Thursday, November 09, 2006

Irregular Newsletter: 11 Months

Dear Mr. Still-Quite-Big:

Well, this 'irregular' newsletter has become verifiably, well, regular!

See these issues: 10 Months, 9 months, 8 months, and 6 months.

You took your first solo steps this month!

Because what is past is prologue, I expect that you will engage this new ability with the drive and intensity that you have in the past when attempting to master a new skill. Since that day (October 26th), you have walked more and more consecutive steps alone, and have become less willing to crawl. Sometimes at night before bed, when you're punch-drunk and silly, you walk between BioMom and I. Us: on the carpet, arms wide open, faces encouraging. You: back and forth, back and forth. As we receive, congratulate, and turn you around to send you off on the return voyage, you barely steady yourself prior to departure, so excited to show off your new skills. Leaning this way and that, wracking our nerves with your tipsy balance, you look like a juggler balancing a stack of plates above your head, bending and turning as you unicycle your way across the stage.

There are still no signs of verbal communications from your little lighthouse. Not a chubby finger pointing earnestly toward a too-high snack on a counter. Or even an accidental hand motion resembling a 'bye-bye' wave as you steady yourself at the window as BioMom carts the SYO off to school.

Of course, that does not inhibit our mutual understandings. You'd have to admit that it is, so far, a one way street, this learning of each other's languages. While you utterly refuse our language, we have had to compensate by deciphering your noises. I believe that I can tell by your tone in that dark time of the night whether you're a) hungry, b) stuffy in the nose, c) sitting in a diaper full of %*&$, d) aching from the persistence of a new tooth attempting to break through your gums or e) completely faking it.

I feel like passing an amendment to our family's constitution similar to the hideously racist and short-sighted Iowa law making English the state's "official language."

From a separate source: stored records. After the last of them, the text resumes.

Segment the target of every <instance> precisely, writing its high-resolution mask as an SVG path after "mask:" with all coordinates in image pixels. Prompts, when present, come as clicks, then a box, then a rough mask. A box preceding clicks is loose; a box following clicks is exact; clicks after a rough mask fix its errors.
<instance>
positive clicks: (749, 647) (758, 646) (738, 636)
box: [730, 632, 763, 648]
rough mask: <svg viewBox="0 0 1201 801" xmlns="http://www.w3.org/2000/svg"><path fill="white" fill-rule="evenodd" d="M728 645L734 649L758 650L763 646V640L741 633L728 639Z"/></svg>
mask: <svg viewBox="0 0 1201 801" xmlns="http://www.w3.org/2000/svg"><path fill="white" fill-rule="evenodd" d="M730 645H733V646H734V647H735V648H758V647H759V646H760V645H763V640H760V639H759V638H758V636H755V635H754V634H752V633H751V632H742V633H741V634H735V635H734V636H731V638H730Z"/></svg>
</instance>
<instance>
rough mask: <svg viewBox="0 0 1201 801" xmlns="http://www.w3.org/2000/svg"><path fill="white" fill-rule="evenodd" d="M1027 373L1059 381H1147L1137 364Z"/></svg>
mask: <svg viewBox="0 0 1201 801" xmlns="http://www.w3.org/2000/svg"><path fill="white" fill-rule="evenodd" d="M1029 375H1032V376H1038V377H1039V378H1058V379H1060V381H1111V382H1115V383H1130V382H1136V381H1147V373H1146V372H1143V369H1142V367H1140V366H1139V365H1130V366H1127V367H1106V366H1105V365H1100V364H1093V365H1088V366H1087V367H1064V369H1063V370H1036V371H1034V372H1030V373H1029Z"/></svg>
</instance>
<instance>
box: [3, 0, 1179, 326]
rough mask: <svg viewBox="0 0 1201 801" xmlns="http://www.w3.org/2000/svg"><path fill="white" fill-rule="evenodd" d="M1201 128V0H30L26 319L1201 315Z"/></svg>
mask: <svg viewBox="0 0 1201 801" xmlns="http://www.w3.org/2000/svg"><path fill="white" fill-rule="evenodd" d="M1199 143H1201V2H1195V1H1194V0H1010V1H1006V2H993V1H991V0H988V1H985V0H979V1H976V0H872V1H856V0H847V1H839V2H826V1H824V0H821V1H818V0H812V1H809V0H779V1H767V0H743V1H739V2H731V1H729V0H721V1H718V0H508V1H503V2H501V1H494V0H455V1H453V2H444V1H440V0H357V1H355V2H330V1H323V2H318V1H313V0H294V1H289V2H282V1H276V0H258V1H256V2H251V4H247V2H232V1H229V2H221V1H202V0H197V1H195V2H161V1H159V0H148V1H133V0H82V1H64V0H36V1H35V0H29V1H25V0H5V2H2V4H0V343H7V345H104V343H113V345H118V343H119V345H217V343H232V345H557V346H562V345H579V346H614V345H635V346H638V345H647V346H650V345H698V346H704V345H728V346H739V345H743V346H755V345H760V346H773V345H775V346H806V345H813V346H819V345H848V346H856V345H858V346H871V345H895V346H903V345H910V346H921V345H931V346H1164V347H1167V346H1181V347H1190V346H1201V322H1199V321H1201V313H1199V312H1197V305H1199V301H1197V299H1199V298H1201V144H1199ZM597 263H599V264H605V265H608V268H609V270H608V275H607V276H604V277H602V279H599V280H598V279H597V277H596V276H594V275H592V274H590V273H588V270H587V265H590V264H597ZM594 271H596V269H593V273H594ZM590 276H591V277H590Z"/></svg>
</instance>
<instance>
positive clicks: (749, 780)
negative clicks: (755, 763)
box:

Learn the language, fella!

This is not to say that you don't have a sound track. In the mornings, when you wake up, I hear you emphatically practicing various vowels (OOOOO, AAAAAAH) and consonants (sssssT and Tuh Tuh!), followed by what I imagine is are very wet PTTHHHTHTs!

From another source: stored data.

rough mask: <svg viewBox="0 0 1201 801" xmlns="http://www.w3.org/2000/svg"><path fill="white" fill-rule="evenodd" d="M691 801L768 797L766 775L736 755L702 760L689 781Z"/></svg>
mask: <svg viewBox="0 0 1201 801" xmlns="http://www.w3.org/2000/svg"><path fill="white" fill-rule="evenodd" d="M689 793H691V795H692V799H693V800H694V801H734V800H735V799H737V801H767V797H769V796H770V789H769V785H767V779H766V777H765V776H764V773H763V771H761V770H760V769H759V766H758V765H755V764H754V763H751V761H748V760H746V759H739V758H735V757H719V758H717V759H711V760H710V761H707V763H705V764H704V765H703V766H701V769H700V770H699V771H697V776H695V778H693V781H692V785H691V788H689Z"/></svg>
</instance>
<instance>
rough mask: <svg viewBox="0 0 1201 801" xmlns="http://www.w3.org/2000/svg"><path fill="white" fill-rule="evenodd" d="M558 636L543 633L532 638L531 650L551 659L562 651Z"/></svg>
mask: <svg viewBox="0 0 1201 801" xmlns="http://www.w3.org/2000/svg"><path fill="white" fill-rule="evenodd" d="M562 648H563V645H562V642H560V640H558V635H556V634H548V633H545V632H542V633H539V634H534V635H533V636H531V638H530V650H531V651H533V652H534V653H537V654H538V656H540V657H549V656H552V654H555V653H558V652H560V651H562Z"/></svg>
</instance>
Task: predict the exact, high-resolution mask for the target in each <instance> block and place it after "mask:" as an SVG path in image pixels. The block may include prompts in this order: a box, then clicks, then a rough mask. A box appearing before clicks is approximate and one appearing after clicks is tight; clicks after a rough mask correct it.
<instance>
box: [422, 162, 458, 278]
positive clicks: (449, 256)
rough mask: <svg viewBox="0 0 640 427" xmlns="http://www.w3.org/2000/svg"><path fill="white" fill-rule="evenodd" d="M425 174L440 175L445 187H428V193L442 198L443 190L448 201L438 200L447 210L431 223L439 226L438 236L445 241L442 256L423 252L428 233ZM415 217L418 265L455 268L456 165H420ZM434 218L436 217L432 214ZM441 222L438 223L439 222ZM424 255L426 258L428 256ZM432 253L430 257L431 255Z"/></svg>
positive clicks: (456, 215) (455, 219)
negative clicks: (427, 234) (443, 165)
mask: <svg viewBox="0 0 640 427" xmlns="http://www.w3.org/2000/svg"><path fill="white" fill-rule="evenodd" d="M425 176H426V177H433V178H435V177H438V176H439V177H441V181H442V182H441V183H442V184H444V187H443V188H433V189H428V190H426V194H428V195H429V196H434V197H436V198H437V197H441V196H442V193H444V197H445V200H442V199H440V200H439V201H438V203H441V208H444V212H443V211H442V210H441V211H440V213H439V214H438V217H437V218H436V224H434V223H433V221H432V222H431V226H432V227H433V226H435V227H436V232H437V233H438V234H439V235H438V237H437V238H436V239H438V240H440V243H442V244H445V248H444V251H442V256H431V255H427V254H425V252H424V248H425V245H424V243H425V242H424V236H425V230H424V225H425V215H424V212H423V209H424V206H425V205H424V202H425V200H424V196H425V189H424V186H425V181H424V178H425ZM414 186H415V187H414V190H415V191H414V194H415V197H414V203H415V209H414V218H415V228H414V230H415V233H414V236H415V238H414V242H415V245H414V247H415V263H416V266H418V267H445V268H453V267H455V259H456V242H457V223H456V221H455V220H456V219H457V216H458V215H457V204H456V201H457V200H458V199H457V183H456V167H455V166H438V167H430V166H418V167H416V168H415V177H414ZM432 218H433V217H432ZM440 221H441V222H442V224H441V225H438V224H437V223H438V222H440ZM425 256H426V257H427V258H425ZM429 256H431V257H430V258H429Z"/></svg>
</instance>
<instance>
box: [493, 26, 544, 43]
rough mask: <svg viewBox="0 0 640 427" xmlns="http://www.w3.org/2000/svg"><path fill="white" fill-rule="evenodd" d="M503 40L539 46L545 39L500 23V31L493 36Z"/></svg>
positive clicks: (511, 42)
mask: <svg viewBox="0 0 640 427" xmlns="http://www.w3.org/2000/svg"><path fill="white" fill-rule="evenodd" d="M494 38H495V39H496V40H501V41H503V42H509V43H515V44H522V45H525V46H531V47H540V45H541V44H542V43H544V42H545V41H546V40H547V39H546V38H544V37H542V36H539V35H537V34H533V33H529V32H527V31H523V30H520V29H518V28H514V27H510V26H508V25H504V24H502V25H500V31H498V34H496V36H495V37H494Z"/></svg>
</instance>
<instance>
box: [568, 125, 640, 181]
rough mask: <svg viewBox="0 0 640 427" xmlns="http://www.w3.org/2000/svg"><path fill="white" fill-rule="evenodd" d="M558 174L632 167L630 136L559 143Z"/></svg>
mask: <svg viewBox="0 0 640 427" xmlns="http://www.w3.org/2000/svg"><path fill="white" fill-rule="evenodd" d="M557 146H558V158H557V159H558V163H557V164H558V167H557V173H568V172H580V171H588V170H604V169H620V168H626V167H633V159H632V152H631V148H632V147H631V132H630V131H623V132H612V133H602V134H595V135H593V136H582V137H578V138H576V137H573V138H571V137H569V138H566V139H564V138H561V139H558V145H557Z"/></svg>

You are developing a great sense of humor and are becoming more socialized with other kids. Last week at a class we attend -- "babygarten" -- you literally crawled over to two similarly-aged twin boys, and went after their nookies, one at a time, grabbing and crawling your way to their property, promptly removing them from their surprised mouths, and stuffing one quickly into your own while attempting a quick-crawling getaway.

You've got this incredibly infectious smile that shows all six of your teeth and all of our neighborhood moms seem to find you handsome.

In one short month you'll be one year old.

It will have been the longest and the shortest year of my life.